Last, but not least, I thank my wife, Dejoie, and my daughter, Arielle, for their constant support and not complaining about my frequent absences over the years. I was fortunate to be invited to speak about our endocrine disruptor and obesogen research around the world and to occasionally take them with me to exotic new destinations. I was even luckier still that they entertained each other while I was abroad or when I abandoned them to attend scientific meetings in a strange city where they didn’t speak the local language. Arielle was blessed to grow up with a large extended family of scientific “aunts and uncles” who doted on her even more than we did. You know who you are.

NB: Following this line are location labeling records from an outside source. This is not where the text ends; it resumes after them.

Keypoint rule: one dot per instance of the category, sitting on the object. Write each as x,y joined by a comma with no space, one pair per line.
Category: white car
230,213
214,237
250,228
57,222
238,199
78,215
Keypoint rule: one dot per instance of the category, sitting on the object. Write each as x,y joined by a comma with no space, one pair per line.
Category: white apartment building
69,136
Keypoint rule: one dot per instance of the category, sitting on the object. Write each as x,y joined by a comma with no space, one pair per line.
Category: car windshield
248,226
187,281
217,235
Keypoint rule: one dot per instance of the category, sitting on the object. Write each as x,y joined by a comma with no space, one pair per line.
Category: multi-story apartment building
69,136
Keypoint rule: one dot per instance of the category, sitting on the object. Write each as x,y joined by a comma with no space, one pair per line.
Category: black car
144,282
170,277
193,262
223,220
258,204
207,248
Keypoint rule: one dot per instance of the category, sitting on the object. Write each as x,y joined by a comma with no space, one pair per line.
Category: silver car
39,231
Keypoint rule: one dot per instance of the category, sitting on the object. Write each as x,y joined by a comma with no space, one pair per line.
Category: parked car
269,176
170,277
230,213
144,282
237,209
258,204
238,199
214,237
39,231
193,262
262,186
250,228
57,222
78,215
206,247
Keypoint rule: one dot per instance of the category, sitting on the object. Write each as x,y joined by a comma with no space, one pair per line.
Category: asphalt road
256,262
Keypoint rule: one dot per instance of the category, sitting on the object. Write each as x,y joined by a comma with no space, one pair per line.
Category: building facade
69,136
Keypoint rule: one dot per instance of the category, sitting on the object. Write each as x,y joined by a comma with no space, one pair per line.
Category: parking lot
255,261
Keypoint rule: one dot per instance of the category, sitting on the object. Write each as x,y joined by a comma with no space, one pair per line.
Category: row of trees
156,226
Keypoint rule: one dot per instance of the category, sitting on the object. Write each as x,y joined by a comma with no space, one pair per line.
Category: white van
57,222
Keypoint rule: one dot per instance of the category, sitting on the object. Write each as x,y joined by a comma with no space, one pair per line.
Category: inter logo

This book grew from work in my laboratory performed between 2003 and 2017, together with the work of colleagues in the field of endocrine disruption and in other disciplines. It reflects the evolution of my thinking and that in related fields over the same time period. The idea that chemicals might cause or contribute to obesity was very “counter-culture” when we started so the narrative needed to be built from scratch. It was my original intent to write a book focused on the chemical obesogens that my lab studies, but it became clear during the writing that a different type of story was needed—a modern explanation of why and how we become fat, despite trying hard not to. I have tried to incorporate the most up-to-date evidence from all of the fields that we currently know may be related to obesity and to present the most complete and accessible story possible in the hope that it may help you to gain control of your weight and health. I hope that you enjoy the ride.